1

I'm trying to build a query parsing algorithm for a local search site that can classify a free text search query (single input text box) into various type of possible searches possible on the site.

For e.g. the user could type chinese restaurants near xyz. How should I go about breaking it down to Cuisine:"chinese", locality:"xyz" given that

- there could be spelling mistakes
- keywords may match in different columns e.g. a restaurant may have "chinese" in its name

This is not really a natural language parsing problem since we're trying to search in a very limited set of posiibilities

My initial thoughts are to dump all values of a particular type into a field from the database and use the users query to match in all those fields. Then based on the score (and a predifined confidence level) divide the query into the 3-4 search fields like name/cuisine/locality.

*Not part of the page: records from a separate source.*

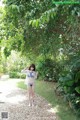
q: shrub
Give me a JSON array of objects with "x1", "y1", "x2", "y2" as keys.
[
  {"x1": 0, "y1": 65, "x2": 4, "y2": 73},
  {"x1": 37, "y1": 58, "x2": 61, "y2": 81},
  {"x1": 20, "y1": 74, "x2": 26, "y2": 79},
  {"x1": 58, "y1": 57, "x2": 80, "y2": 115},
  {"x1": 9, "y1": 72, "x2": 19, "y2": 78},
  {"x1": 9, "y1": 72, "x2": 26, "y2": 79}
]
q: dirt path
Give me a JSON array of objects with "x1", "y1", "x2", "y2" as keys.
[{"x1": 0, "y1": 78, "x2": 57, "y2": 120}]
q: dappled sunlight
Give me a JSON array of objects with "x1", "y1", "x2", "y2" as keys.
[
  {"x1": 0, "y1": 79, "x2": 27, "y2": 104},
  {"x1": 6, "y1": 95, "x2": 27, "y2": 104},
  {"x1": 0, "y1": 79, "x2": 20, "y2": 94},
  {"x1": 0, "y1": 0, "x2": 4, "y2": 7},
  {"x1": 47, "y1": 105, "x2": 59, "y2": 114},
  {"x1": 0, "y1": 94, "x2": 27, "y2": 104},
  {"x1": 48, "y1": 103, "x2": 51, "y2": 106}
]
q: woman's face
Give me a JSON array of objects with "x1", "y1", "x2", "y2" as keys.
[{"x1": 30, "y1": 67, "x2": 34, "y2": 71}]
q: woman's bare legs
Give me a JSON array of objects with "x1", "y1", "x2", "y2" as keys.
[
  {"x1": 27, "y1": 86, "x2": 32, "y2": 106},
  {"x1": 31, "y1": 85, "x2": 35, "y2": 106},
  {"x1": 27, "y1": 85, "x2": 35, "y2": 106}
]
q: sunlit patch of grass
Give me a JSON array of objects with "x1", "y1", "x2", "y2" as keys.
[
  {"x1": 17, "y1": 81, "x2": 27, "y2": 89},
  {"x1": 17, "y1": 80, "x2": 79, "y2": 120}
]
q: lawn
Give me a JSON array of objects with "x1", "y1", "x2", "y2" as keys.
[{"x1": 17, "y1": 80, "x2": 79, "y2": 120}]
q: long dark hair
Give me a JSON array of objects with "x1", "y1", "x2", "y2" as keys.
[{"x1": 28, "y1": 64, "x2": 35, "y2": 71}]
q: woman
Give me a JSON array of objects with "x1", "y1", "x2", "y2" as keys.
[{"x1": 21, "y1": 64, "x2": 38, "y2": 106}]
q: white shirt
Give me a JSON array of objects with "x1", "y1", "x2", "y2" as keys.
[{"x1": 21, "y1": 69, "x2": 37, "y2": 85}]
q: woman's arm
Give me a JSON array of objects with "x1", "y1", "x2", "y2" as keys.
[{"x1": 21, "y1": 68, "x2": 29, "y2": 73}]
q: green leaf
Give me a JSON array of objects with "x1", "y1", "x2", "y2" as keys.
[
  {"x1": 51, "y1": 12, "x2": 54, "y2": 18},
  {"x1": 75, "y1": 87, "x2": 80, "y2": 94},
  {"x1": 75, "y1": 71, "x2": 80, "y2": 83},
  {"x1": 35, "y1": 19, "x2": 39, "y2": 27},
  {"x1": 29, "y1": 20, "x2": 33, "y2": 25},
  {"x1": 66, "y1": 80, "x2": 74, "y2": 86},
  {"x1": 46, "y1": 13, "x2": 50, "y2": 22},
  {"x1": 32, "y1": 20, "x2": 36, "y2": 27}
]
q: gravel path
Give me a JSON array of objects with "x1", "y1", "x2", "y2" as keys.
[{"x1": 0, "y1": 78, "x2": 57, "y2": 120}]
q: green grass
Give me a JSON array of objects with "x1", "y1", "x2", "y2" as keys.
[
  {"x1": 17, "y1": 81, "x2": 27, "y2": 89},
  {"x1": 17, "y1": 80, "x2": 79, "y2": 120}
]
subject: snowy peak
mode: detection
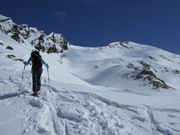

Is there a better/standard way of doing this.

Gunjan
  • 1,177
  • 2
  • 11
  • 22

1 Answers1

-1

About spelling mistakes, you have to work with a dictionary/thesaurus. This can be part of your pre-processing and normalization.

About querying in multiple columns you can do; cuisine:chinese OR restaurant_name:chinese

You can boost one of the two: cuisine:chinese^0.8 OR restaurant_name:chinese

Bob Yoplait
  • 2,421
  • 1
  • 23
  • 35